Le président démocrate a également consacré une partie importante de son discours de 65 minutes à la promotion de deux autres plans ambitieux. L’un nécessitera des dépenses de 2300 milliards pour renouveler les infrastructures des États-Unis et l’autre des dépenses de 1800 milliards pour aider les familles et offrir quatre années d’éducation gratuites supplémentaires.

Tout au long de notre histoire, les investissements publics dans les infrastructures ont littéralement transformé l’Amérique. Ce sont des investissements que nous avons faits ensemble en tant que pays – et des investissements que seul le gouvernement était en mesure de faire.
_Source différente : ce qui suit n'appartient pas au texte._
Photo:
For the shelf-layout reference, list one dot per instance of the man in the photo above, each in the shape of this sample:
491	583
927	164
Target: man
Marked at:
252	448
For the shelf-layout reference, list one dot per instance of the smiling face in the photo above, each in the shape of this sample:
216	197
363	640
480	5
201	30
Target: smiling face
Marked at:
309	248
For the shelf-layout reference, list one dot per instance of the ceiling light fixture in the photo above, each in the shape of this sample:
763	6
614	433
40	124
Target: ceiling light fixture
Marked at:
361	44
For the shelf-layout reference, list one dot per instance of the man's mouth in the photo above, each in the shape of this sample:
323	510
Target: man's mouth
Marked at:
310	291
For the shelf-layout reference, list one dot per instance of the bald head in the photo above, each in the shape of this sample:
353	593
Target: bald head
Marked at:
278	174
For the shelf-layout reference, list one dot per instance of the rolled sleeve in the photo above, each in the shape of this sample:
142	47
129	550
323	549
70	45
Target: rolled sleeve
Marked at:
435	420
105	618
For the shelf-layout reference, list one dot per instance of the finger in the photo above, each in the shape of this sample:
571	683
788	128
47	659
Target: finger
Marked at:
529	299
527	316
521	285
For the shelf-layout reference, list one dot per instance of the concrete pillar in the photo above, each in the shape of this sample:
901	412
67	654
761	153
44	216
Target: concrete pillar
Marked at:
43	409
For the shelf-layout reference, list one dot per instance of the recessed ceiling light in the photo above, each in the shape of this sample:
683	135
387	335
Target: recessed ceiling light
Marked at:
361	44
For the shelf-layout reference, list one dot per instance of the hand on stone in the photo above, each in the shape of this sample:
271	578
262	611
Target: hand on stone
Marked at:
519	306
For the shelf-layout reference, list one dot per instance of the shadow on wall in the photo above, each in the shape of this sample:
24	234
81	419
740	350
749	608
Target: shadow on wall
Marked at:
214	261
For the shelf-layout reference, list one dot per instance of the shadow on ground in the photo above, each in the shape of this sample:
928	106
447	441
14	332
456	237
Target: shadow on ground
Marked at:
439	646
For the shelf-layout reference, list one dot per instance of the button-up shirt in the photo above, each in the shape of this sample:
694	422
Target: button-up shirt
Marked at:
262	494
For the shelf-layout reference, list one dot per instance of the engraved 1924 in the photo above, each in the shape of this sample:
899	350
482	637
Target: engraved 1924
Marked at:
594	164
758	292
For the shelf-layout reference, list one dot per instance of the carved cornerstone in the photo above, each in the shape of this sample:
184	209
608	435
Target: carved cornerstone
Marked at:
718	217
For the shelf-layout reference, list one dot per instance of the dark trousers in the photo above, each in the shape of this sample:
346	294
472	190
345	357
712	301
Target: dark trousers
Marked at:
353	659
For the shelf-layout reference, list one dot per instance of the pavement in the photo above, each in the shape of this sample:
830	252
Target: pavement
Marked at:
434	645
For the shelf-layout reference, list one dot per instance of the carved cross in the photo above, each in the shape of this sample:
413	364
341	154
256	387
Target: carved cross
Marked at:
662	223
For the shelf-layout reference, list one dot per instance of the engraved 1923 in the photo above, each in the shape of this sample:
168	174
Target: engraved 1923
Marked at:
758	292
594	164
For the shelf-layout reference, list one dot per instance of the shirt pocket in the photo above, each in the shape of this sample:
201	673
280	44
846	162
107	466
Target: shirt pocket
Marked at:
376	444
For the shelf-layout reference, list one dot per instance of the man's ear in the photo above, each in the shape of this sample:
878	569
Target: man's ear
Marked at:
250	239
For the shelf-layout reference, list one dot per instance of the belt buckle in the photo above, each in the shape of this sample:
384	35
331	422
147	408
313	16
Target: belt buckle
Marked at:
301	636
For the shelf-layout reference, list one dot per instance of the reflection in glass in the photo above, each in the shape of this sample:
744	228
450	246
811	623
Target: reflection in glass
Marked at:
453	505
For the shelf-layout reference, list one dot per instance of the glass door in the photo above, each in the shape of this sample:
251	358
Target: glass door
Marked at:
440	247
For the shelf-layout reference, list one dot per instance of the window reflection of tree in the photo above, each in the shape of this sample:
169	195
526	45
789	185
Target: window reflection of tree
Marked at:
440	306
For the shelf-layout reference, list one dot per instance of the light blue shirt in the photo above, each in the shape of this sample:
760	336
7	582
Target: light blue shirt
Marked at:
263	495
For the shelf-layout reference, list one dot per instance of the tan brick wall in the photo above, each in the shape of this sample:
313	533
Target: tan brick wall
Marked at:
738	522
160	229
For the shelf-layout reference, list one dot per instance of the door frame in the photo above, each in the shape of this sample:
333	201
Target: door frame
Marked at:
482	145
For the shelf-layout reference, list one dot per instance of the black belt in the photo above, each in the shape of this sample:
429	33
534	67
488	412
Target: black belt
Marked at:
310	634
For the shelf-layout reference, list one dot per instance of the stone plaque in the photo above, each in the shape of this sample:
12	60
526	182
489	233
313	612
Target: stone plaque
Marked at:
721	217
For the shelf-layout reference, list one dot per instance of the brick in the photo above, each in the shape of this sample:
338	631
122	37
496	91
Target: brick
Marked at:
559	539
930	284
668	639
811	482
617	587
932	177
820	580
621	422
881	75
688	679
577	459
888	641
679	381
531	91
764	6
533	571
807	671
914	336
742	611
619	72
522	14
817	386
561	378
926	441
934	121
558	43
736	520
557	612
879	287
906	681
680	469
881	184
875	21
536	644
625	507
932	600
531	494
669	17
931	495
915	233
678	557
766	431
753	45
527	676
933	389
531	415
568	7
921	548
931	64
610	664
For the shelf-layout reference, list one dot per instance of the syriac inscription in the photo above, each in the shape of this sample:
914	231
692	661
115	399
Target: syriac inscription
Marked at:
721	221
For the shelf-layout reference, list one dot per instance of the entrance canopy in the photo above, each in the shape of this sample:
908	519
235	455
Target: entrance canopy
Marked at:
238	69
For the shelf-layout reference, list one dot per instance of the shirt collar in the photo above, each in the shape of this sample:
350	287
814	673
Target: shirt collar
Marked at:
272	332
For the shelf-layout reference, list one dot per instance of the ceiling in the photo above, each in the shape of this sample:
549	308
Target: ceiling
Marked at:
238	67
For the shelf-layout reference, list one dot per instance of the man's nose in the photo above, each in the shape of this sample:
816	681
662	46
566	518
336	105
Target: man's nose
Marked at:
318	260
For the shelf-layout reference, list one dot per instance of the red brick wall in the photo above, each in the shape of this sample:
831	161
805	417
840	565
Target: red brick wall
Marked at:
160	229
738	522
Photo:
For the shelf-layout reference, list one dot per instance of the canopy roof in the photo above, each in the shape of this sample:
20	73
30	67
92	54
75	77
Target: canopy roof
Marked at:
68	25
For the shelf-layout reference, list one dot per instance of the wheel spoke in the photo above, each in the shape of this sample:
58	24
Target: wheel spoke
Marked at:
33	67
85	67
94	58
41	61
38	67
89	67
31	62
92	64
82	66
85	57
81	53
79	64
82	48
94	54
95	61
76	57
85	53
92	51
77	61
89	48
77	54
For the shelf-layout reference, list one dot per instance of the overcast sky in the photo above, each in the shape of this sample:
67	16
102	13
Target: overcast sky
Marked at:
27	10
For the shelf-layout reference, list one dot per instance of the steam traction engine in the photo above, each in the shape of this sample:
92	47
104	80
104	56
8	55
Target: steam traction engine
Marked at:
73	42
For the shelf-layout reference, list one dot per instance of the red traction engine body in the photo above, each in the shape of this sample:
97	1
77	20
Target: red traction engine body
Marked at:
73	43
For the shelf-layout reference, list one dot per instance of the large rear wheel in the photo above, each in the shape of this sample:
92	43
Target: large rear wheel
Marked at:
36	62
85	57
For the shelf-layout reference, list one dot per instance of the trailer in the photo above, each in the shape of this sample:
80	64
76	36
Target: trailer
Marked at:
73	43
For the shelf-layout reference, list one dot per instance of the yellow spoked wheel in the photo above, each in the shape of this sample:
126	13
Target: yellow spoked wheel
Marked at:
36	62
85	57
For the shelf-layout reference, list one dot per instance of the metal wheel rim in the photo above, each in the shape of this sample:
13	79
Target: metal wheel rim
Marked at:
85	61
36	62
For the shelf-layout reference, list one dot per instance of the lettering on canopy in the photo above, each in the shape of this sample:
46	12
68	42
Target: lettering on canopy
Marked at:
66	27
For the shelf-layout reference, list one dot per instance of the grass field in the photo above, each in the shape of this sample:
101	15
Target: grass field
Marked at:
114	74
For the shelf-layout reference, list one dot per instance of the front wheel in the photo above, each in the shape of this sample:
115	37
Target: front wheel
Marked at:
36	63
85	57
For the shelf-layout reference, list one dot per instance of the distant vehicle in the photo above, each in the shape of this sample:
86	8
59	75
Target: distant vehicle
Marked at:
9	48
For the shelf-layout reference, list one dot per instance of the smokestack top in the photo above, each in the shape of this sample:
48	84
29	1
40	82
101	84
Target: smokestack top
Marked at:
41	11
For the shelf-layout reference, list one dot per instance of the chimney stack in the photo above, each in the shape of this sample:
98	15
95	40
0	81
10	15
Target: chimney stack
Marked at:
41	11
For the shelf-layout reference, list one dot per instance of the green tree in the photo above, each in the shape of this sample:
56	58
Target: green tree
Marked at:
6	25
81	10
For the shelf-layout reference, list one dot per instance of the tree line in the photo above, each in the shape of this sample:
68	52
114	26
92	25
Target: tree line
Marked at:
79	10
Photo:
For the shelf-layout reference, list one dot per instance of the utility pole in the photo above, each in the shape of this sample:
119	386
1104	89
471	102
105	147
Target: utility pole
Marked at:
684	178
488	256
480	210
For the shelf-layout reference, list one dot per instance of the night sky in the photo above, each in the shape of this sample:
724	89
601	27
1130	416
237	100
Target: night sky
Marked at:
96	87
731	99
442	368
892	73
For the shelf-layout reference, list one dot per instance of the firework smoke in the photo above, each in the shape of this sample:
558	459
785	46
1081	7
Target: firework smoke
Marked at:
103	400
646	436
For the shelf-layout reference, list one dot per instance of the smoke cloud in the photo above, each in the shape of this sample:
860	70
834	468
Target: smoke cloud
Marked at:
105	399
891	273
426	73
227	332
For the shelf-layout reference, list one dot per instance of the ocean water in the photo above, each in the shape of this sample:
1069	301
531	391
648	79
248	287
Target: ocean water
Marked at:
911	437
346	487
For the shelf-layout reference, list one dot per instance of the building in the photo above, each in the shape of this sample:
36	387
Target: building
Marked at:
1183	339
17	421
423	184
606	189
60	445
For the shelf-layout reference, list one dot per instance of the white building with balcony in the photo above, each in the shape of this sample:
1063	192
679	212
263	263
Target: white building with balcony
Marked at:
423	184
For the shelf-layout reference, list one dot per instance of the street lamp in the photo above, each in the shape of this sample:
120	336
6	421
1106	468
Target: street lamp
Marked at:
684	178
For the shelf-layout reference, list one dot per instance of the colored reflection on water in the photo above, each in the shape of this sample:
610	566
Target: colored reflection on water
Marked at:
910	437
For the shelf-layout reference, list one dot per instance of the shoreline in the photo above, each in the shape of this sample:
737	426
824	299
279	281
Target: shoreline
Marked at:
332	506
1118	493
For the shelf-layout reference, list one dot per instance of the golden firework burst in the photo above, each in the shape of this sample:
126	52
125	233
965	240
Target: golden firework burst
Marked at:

Joe Biden, président des États-Unis

Tout au long de son discours, il a suggéré que ces investissements se traduiraient par des emplois pour les cols bleus, y compris les investissements consacrés à la lutte contre les changements climatiques.

« Le mot le plus important pour affronter la crise climatique : jobs, jobs, jobs », a-t-il déclaré.

Aux riches « de payer leur juste part »

Pour financer ses ambitieux projets, Joe Biden a proposé une solution que les héritiers politiques de Ronald Reagan considéreront comme un sacrilège : augmenter les impôts des Américains gagnant plus de 400 000 $ par année ainsi que ceux des entreprises américaines.

« Je n’imposerai aucune augmentation d’impôt à ceux qui gagnent moins de 400 000 $, mais il est temps que les entreprises américaines et les 1 % les plus riches commencent à payer leur juste part », a déclaré le président avant de critiquer les réductions d’impôt accordées par Donald Trump aux Américains les plus fortunés.

« L’économie du ruissellement n’a jamais fonctionné », a-t-il ajouté en s’attaquant à une idée maîtresse de l’ère Reagan.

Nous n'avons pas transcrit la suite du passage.